Sie sagen es. Die Leichtigkeit des Seins war für mich sehr erträglich. Dank meiner Hobbys neben der Musik. Ich bin Sportschütze und gehe gern auf die Jagd. Von Zeit zu Zeit gehe ich angeln. Meine Tage sind ziemlich ausgefüllt. Eine Zeit lang habe ich gemalt. Und dank Covid habe ich jetzt auch gelernt, wie man einen Burger auf dem Grill zubereitet, ohne ihn dabei komplett zu zerstören. Ich werde immer besser!
Die Bandmitglieder von AC/DC leben verstreut über den Globus. Verkompliziert das nicht die Zusammenarbeit?
Nicht wirklich, denn wir lebten schon immer an verschiedenen Orten. Nachdem Angus die Songauswahl getroffen hatte, beschlossen wir, wieder in Vancouver zusammenzukommen. Wir haben uns auch schon in London getroffen, um zu proben.
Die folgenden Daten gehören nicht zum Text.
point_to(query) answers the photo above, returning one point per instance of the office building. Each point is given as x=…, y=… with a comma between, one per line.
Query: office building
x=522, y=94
Das zu organisieren ist im Prinzip in Theorie und Praxis ganz einfach: Jeder von uns bekommt eine E-Mail mit einem Ticket für einen Flug zu dem Ort, an dem wir zu arbeiten gedenken mit entsprechendem Termin. Und dann geht’s los. Schwieriger wird’s, wenn wir uns mal zum Essen verabreden wollen. Das kommt auch nicht oft vor.